Now, in Mariupol, the Russian airforce has been accused of bombing a theatre where thousands of people were taking shelter, despite the word ‘children’, spelt out on the ground, being visible from the air. The general alleged to have ordered that attack, Mikhail Mizintsev, also planned the strikes on Syrian cities that killed around 18,000 people. He has become the face of what Kyiv says is a deliberate strategy: targeting innocent people in an attempt to pound Ukraine into submission.
As in Syria, Moscow denies all involvement in these atrocities. The Kremlin insists that it only attacks military targets, while also claiming photos and videos are false flags designed by their enemies. When videos surfaced purporting to show Ukrainian servicemen shooting surrendering Russian troops in the legs, Kyiv ordered an immediate inquiry. Moscow, meanwhile, ignores, rejects and deflects. The growing cases of reported rapes, murders and lootings cannot be blamed solely on poorly-trained soldiers. The sheer numbers stand as proof that the Kremlin is not just tolerating war crimes but endorsing them.

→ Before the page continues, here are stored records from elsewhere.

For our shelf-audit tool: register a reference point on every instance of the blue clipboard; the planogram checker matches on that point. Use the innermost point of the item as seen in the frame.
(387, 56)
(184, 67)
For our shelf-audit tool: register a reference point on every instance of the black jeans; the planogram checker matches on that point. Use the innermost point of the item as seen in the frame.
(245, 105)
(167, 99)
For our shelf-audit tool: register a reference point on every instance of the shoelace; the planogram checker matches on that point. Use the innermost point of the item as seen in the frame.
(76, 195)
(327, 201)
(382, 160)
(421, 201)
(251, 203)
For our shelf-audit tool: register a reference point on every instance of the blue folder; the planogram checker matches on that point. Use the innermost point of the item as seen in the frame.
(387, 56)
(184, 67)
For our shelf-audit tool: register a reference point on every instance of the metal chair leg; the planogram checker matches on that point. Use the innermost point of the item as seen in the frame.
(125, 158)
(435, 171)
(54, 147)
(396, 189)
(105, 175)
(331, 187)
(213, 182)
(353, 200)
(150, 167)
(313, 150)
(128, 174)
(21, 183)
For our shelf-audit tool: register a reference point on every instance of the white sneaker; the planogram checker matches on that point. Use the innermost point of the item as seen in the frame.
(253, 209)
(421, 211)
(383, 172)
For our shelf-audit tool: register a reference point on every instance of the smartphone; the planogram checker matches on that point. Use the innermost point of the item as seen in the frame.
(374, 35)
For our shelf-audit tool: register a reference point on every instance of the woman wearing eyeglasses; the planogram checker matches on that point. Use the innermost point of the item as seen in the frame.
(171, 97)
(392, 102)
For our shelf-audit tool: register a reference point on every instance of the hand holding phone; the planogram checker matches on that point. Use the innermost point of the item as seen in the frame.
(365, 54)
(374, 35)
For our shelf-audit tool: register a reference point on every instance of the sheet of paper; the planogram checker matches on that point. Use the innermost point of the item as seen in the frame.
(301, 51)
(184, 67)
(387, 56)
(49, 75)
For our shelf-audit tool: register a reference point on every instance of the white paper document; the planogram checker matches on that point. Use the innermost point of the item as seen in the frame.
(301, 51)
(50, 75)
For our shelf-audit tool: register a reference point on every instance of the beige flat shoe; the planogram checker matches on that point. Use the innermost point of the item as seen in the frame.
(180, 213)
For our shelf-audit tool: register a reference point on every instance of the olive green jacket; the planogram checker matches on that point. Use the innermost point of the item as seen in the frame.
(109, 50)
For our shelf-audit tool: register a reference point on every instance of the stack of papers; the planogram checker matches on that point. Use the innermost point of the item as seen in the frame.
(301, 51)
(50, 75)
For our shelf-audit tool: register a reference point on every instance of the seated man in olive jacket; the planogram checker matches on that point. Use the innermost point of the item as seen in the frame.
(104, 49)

As in the Middle East, Russia is betting that America and its allies will not intervene. For now, it seems a safe bet: what more could the West do?
When asked about a no-fly zone, White House press secretary Jen Psaki said that such a policy would ‘essentially mean us shooting down Russian planes’. Likewise, Washington vetoed a Polish plan to hand over 28 MiG fighter jets. Under the proposal, Poland would have received new American-made F-16 warplanes to fill the gaps in its defence force. However, the deal fell through amid fears it could escalate the risk of outright confrontation between Russia and the US.
Instead, Nato nations continue to point to large shipments of anti-air and anti-tank rockets as evidence that they are helping. The crucial point, though, is that these weapons are defensive. What's more, many of these deliveries began long before the war started. Western powers are understandably wary of introducing new offensive weapons into a warzone.
Similarly, the sheer scale of sanctions imposed on Russia is almost unprecedented in modern history, damaging the rouble and isolating industries like aerospace and banking from world markets. Now though, as pressure grows to act over what appear to be Russian war crimes, lawmakers will be asked to go further. But how much further can they go? Germany, for example, is resisting demands to ban Russian gas imports, fearing a recession. And what happens if Russia, losing militarily, faces internal collapse from extreme sanctions? A desperate, nuclear-armed Putin does not sound like a good outcome.
So the West is in a bind. Go further economically and risk potentially catastrophic Russian destabilisation. Go further militarily and risk a third world war. And yet if the West fails to act, more Buchas, Mariupols and Hostomels will be the result.